TeamPCP’s Modus Operandi and Broader Implications

TeamPCP is an emerging threat actor group that has demonstrated a clear focus on compromising software supply chains. Their previous activities have shown a pattern of targeting popular development packages to cast a wide net for data theft. This particular attack demonstrates a sophisticated understanding of how developers integrate third-party libraries and the types of sensitive information present in typical development or production environments.

The implications of stolen credentials extend beyond mere API access. With valid authentication tokens, attackers could potentially:

• Access and manipulate sensitive data: Depending on the scope of the API key, attackers could read, modify, or delete data stored within LLM provider accounts or associated cloud services.
• Execute unauthorized code: In some cases, compromised API keys might grant access to services that allow for code execution, leading to further system compromise or Lateral Movement within an organization’s network.
• Incur financial costs: Unauthorized use of LLM services could lead to significant and unexpected billing charges.
• Intellectual property theft: Access to LLM usage patterns or prompts could expose proprietary models, sensitive internal data, or trade secrets.

Actionable Recommendations and Mitigations for TeamPCP Supply Chain Attack

Defenders must prioritize immediate actions to mitigate the risks associated with the LiteLLM compromise and implement long-term strategies for Python package integrity verification.

• Immediate Update and Verification:

  • Update LiteLLM: All users of LiteLLM must immediately update to the latest, verified secure version. Check the official LiteLLM GitHub repository or PyPI page for announcements regarding patched versions.
  • Audit Dependencies: Review pip freeze or poetry show outputs to identify if LiteLLM is present in your environments. Verify its version against known secure releases.

• Credential Rotation and Revocation:

  • Revoke and Regenerate API Keys: Assume all API keys and authentication tokens used in environments where LiteLLM was installed or executed are compromised. Immediately revoke these credentials with their respective providers (e.g., OpenAI, Azure, Cohere, Anthropic) and generate new ones.
  • Rotate Environment Variables: Review and rotate any sensitive environment variables that might have been exposed.

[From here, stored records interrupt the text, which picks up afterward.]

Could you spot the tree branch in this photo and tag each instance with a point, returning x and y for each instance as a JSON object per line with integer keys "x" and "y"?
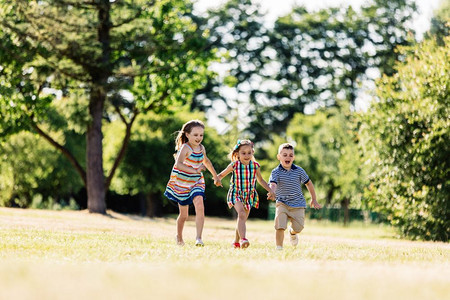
{"x": 122, "y": 150}
{"x": 63, "y": 150}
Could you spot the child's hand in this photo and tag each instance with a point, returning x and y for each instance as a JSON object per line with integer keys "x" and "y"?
{"x": 201, "y": 168}
{"x": 217, "y": 181}
{"x": 271, "y": 195}
{"x": 315, "y": 204}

• System Auditing and Monitoring:

  • Log Analysis: Scrutinize network and application logs for unusual outbound connections from systems running LiteLLM or suspicious API calls to LLM providers. Look for new, unrecognized IoC related to TeamPCP’s activity.
  • Endpoint Detection: Utilize EDR solutions to monitor for anomalous process behavior, unauthorized file access, or network connections originating from developer workstations or production servers running LiteLLM.
  • SIEM Integration: Ensure your SIEM is configured to alert on suspicious activity related to API key usage or unusual data egress.

• Enhance Supply Chain Security:

  • Software Bill of Materials (SBOM): Implement SBOM generation to maintain an accurate inventory of all open-source and third-party components used in your applications.
  • Source Code Review: Conduct regular security reviews of integrated third-party libraries, especially those with high privileges or network access.
  • Dependency Scanning: Employ automated tools for scanning dependencies for known vulnerabilities and malicious code before deployment.
  • Isolated Environments: Develop and run applications in isolated, sandboxed environments to limit the blast radius of any package compromise.
  • Zero Trust Principles: Apply Zero Trust principles to your software development lifecycle, verifying every access request and component regardless of its origin.